Avant ça, l'Écossais a perdu au troisième tour à Monte Carlo et à Madrid. En incluant les surfaces dures, Murray a un dossier de 16-7, peu typique d'un favori.

Murray a atteint le sommet de l'ATP avec une année 2016 hors pair: des triomphes à Wimbledon et aux Jeux olympiques, ainsi que des revers en finale à Melbourne et à Paris.

Il joue mieux depuis deux semaines, faisant fi d'un rhume et retrouvant la forme, mais il traîne quand même de la patte comparé aux autres joueurs en demi-finale: il a cédé trois sets en cinq matches, tandis que Wawrinka, Nadal et Thiem n'ont pas concédé une seule manche.

«C'est évident qu'ils jouent tous extrêmement bien», a résumé Murray.
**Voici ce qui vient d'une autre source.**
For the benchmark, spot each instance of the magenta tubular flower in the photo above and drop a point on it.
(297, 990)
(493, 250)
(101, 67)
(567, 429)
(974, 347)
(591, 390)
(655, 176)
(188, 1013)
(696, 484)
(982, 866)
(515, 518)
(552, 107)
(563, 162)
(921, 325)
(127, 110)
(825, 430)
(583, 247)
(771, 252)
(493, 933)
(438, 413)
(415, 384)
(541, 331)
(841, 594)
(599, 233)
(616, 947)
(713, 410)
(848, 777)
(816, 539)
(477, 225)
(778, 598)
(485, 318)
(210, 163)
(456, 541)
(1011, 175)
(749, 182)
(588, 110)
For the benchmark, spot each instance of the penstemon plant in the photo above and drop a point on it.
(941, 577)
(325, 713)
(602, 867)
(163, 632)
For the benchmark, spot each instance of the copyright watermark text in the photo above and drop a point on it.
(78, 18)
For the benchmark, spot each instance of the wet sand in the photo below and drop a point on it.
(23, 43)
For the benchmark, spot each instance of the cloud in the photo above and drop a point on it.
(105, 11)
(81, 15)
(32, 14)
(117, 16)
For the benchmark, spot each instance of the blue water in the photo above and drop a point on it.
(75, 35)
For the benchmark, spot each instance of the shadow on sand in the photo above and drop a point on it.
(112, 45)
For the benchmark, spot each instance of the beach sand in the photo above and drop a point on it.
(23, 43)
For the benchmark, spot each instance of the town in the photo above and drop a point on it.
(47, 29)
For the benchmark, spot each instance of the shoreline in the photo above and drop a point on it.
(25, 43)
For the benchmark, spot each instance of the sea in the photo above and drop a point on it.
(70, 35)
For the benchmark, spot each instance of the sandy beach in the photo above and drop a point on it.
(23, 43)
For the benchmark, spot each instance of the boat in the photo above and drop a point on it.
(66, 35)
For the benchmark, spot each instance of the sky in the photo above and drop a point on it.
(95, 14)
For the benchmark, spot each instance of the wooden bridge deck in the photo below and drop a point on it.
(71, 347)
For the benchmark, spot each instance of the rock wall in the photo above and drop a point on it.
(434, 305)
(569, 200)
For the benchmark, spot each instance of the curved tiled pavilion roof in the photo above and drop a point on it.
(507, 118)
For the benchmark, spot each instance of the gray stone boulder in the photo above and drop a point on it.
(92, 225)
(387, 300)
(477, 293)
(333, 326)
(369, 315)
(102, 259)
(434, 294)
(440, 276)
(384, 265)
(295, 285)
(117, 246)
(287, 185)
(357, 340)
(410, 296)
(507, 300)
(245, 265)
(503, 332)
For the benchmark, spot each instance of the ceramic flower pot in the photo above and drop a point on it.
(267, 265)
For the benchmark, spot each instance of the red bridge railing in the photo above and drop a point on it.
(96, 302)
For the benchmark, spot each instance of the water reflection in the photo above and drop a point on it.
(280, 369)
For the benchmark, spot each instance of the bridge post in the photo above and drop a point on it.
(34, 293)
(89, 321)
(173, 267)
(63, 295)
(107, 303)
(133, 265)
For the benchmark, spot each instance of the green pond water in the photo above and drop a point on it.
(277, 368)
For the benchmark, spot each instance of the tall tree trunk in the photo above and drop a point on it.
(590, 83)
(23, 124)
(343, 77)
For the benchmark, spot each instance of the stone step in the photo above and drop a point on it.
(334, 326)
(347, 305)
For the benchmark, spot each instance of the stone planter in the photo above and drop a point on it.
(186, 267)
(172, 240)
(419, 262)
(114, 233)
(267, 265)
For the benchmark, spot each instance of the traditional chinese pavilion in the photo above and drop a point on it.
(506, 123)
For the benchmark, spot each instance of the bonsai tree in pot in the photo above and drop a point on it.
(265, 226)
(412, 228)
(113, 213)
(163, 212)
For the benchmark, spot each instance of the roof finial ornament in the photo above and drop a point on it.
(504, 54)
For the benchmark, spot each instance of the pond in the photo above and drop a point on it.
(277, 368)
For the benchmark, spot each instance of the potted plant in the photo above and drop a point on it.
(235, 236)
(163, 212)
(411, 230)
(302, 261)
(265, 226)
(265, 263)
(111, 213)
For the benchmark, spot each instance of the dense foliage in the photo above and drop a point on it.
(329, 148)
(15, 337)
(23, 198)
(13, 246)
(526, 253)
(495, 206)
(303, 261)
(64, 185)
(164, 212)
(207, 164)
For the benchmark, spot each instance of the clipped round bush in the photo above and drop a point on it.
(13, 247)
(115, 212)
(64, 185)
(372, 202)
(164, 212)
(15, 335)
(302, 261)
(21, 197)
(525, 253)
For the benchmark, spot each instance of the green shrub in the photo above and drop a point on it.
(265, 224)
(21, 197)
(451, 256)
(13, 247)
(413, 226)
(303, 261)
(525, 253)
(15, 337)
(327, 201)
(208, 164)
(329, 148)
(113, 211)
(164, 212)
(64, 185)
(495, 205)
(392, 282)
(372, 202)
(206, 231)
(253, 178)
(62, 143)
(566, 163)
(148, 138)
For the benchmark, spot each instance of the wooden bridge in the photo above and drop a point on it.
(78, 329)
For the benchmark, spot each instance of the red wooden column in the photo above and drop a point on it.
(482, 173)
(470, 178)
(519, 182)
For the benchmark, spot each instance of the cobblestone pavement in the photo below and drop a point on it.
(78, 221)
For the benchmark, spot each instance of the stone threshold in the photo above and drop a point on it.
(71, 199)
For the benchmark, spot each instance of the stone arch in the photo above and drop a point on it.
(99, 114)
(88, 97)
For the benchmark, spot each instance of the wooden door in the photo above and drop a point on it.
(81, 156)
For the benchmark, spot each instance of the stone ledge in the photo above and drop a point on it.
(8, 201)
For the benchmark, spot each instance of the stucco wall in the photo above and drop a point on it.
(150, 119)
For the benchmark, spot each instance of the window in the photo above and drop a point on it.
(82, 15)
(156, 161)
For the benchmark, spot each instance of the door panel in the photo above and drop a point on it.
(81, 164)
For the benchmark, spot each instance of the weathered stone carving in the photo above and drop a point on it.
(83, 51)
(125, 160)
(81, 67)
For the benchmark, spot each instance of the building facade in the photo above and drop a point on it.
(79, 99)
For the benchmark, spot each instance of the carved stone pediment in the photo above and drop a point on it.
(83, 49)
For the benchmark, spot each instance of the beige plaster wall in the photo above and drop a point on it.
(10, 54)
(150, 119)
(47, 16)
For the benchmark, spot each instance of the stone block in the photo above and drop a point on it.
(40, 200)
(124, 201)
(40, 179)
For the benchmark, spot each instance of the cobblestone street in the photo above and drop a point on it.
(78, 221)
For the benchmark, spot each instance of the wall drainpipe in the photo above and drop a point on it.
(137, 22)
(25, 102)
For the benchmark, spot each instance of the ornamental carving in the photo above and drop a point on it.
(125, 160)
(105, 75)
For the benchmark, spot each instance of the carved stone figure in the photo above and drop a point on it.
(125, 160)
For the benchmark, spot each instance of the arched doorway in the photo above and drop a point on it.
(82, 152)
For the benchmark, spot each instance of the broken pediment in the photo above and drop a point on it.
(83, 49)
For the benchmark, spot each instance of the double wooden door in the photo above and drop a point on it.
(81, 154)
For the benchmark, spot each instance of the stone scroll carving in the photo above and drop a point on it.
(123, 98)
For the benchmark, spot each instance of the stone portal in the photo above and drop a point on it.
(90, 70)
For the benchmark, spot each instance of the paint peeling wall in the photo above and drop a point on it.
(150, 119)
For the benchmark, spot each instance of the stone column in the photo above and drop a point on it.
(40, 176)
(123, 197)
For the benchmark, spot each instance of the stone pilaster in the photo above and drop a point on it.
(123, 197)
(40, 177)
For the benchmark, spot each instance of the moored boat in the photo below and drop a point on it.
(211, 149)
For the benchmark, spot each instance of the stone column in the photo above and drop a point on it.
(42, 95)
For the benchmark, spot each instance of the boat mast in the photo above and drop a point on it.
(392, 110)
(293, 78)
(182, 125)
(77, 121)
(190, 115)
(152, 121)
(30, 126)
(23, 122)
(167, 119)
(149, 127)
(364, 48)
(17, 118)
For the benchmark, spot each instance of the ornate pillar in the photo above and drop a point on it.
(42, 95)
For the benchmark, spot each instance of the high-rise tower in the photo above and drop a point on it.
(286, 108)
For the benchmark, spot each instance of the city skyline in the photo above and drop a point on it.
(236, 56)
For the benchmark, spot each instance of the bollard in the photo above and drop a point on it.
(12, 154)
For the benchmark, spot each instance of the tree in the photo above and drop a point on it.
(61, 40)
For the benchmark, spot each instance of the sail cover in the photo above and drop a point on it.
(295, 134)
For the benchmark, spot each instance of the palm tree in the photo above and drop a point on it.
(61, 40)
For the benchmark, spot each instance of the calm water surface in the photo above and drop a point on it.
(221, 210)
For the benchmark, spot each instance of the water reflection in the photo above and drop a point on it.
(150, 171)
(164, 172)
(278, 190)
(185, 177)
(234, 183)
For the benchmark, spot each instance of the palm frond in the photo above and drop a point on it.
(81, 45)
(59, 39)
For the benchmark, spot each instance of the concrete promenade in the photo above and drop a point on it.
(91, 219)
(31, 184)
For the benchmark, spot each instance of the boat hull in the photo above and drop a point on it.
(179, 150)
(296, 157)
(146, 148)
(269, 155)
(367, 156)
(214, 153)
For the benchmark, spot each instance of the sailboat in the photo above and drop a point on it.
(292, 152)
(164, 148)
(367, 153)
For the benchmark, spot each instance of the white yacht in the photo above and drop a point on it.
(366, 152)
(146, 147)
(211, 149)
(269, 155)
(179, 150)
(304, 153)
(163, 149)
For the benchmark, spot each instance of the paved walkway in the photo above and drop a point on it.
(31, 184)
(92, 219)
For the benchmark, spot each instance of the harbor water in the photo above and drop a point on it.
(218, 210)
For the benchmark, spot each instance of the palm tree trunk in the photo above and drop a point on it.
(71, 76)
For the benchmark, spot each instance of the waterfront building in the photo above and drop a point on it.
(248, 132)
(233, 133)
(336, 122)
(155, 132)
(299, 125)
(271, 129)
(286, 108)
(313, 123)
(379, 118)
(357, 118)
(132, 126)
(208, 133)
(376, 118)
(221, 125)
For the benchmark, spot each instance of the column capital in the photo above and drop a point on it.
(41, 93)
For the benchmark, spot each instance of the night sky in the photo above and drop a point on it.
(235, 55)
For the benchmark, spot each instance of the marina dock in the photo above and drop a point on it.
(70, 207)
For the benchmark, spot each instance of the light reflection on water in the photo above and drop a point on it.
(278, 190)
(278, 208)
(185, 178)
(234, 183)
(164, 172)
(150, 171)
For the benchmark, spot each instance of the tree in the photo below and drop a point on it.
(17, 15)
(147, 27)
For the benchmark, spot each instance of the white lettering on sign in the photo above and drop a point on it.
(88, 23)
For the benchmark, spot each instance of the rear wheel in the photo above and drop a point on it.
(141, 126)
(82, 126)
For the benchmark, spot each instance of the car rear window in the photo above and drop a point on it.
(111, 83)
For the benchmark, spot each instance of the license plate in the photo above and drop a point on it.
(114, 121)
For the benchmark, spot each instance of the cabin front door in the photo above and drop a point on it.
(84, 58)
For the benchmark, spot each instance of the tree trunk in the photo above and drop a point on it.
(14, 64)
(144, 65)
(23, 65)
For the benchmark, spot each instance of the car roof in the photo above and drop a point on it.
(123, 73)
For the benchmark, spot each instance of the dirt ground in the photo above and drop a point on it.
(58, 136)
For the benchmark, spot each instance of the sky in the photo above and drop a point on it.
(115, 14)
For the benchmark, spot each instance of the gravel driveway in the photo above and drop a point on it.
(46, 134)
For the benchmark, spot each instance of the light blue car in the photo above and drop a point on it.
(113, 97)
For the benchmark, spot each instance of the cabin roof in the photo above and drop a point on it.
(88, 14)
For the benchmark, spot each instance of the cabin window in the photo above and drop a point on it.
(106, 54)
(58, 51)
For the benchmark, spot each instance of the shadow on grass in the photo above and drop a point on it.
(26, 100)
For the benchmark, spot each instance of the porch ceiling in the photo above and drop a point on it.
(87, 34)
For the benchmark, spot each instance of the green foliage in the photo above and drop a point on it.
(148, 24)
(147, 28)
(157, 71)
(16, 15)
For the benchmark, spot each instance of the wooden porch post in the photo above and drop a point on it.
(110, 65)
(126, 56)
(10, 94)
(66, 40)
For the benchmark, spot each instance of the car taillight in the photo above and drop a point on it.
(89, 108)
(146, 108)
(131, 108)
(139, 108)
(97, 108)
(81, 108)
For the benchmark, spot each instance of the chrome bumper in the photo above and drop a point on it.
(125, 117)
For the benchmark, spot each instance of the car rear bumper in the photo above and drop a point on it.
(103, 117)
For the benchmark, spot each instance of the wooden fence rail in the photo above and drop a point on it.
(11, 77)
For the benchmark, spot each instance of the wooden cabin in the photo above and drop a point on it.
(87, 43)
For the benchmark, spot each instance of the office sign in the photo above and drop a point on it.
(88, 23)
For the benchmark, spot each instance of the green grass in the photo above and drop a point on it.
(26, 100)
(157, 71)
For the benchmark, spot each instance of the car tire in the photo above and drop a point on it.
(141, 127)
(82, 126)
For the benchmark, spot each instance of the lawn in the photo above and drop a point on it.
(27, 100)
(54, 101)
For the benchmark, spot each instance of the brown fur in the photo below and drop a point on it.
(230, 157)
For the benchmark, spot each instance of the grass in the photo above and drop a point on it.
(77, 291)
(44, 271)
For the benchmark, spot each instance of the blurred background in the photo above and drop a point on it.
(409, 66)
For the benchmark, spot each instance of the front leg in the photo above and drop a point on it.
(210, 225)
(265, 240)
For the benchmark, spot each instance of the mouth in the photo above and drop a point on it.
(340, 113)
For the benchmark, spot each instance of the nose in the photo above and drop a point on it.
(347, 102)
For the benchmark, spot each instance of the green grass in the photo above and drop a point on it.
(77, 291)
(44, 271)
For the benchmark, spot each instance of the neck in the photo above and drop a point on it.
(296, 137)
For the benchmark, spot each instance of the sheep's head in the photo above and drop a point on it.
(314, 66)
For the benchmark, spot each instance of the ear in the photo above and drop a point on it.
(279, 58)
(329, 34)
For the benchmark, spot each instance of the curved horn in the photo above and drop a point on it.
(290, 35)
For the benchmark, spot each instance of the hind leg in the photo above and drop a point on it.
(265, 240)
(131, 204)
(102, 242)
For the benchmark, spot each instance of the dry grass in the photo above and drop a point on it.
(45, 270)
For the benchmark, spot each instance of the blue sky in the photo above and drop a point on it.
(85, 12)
Voici un aperçu de ces demi-finales:

Le favori Andy Murray, du Royaume-Uni, face au Suisse Stan Wawrinka, troisième tête d'affiche

Chacun a trois titres majeurs à son palmarès. Murray a le dessus 10-7 dans leurs confrontations, incluant un gain en quatre sets lors des demi-finales à Paris en 2016.

«Il mettait constamment de la pression, alors c'était dur pour moi de trouver des solutions, s'est rappelé Wawrinka qui, à 32 ans, est le plus âgé à atteindre une demi-finale à Roland-Garros depuis Jimmy Connors, en 1985. Peut-être est-il un peu plus hésitant (vu de récents résultats). J'espère pouvoir en tirer profit.»

L'Espagnol Rafael Nadal, tête de série numéro quatre, contre l'Autrichien Dominic Thiem, tête de série numéro six

Nul n'a encore été couronné 10 fois à un même arrêt du Grand chelem - c'est l'objectif de Nadal, qui est aussi en quête d'une 15e victoire en finale de prestige - cela briserait l'impasse avec Pete Sampras au deuxième rang, derrière les 18 de Roger Federer.

Après une année 2016 éprouvante, Nadal est de nouveau en possession de ses moyens, surtout sur terre battue.

«Il a récupéré mentalement et physiquement, a dit son oncle Toni, l'un de ses entraîneurs en compagnie de Carlos Moya, champion de 1998 à Paris. Il joue du bien meilleur tennis.»

Nadal a perdu seulement 22 jeux en cinq matches, grâce notamment à ce coup droit si brossé.

«C'est l'un des coups les plus redoutables de l'histoire du tennis, a dit Thiem. C'est inévitable que je vais concéder des coups gagnants.»

Thiem, également demi-finaliste à Roland-Garros l'an dernier, vient d'écarter le champion en titre Novak Djokovic en quarts de finale, en trois sets.

Nadal a remporté quatre de leurs six matches mais Thiem a gagné le plus récent à Rome, le mois dernier.

«C'est une vedette montante, un jeune joueur très affamé, a confié Djokovic au sujet de Thiem, 23 ans. Il veut ardemment mettre la main sur un trophée du Grand chelem. Il a de très bonnes chances.»